You know something is up when – as a customer – you have to be smuggled in and out of a bar. The Drum and Bell bar in Gulou looks shut, the curtains are drawn and a sign attached to the door reads, “Closed Pending Demolition.” The bar staff, though, are still there, peeping out from behind the drapes. Having come to the conclusion that we’re not the police, they unlock the door and cautiously let us in. When we go to take a seat on their rooftop, they politely ask us to duck: a local police officer is out front, taking photos.
According to Zhang Aijun, co-owner of Au Goulot, the bar next door, local police and officials regularly patrol the streets of Gulou to make sure businesses are no longer operating. Zhang and his associates own the business but not the walls themselves. When the local government decided to tear down the neighborhood, deals were struck with real estate owners, cutting some businesses out of the loop.
“They told us we failed to meet their taxation and sanitization standards, and that everything is our fault. They didn’t even mention the demolition at all,” Zhang says. The officials have asked Zhang to negotiate with the building’s owner.
The building’s owner, however, has long since stopped answering his phone. But Zhang refuses to leave. He spends his entire day sitting next to the window in his empty bar, waiting for someone to negotiate.
“We won’t leave until we get a satisfactory answer.

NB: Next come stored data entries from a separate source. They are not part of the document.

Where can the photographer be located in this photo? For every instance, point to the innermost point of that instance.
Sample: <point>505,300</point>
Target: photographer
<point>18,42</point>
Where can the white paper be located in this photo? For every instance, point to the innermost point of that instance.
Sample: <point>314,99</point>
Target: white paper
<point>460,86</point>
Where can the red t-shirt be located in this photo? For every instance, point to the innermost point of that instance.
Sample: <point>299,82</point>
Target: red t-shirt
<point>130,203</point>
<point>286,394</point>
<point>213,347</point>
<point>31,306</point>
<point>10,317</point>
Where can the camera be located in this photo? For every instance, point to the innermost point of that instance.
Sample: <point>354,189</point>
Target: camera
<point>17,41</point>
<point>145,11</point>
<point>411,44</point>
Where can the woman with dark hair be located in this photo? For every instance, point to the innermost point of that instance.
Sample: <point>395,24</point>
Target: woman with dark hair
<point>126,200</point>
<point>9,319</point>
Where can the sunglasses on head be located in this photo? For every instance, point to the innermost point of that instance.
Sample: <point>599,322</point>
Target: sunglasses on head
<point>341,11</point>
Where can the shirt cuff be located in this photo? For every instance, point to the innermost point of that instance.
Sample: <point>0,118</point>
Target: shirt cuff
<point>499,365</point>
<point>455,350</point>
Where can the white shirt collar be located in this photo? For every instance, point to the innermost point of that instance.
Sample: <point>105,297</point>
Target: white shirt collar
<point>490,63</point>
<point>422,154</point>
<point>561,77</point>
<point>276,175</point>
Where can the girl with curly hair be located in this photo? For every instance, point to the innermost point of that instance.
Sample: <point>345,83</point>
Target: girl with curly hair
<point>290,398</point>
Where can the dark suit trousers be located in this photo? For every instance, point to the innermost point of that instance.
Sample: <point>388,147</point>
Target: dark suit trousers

Plus, there are many things in this bar. Someone has to keep an eye on them.”
Right now, the entire neighborhood looks like a warzone: photographs, books and other belongings are strewn among the ruins of demolished hutongs. Most of the local residents are unwilling to talk about the situation.
“Of course they won’t talk to you, it’s common sense not to speak to journalists,” says a local who wishes to stay anonymous. “They don’t want to rock the boat. People are scared of the local police.”
However, according to Dustin, who agrees to speak on camera on the condition that we wouldn’t show his face or reveal his family name, many residents are actually excited.
“They’ve been charged by the government their whole life, this is the one time they can charge the government.”
“The only people who wish to protect the neighborhood are in the culture area. The vast majority of the local people see this as the biggest opportunity in their life, because they get a big compensation,” he says.
“The longer they stay, the more money they get. It’s kind of a negotiation. They’ve been charged by the government their whole life, this is the one time they can charge the government.”
Local officials declined our request for an interview, and the specifics of their plan for the area remain a mystery.
“If they don’t disclose their real plan, you can’t sue them or fight them. There’s no goal to fight for,” Dustin explains.
According to several local residents, who wished not to appear on camera, all 200 to 400 families living in the neighborhood’s hutongs must leave before October, at which point the entire neighborhood will finally be leveled.
In 2010, Gulou was Time Magazine’s #1 best place to see in Asia before it’s gone. It now seems that time has come.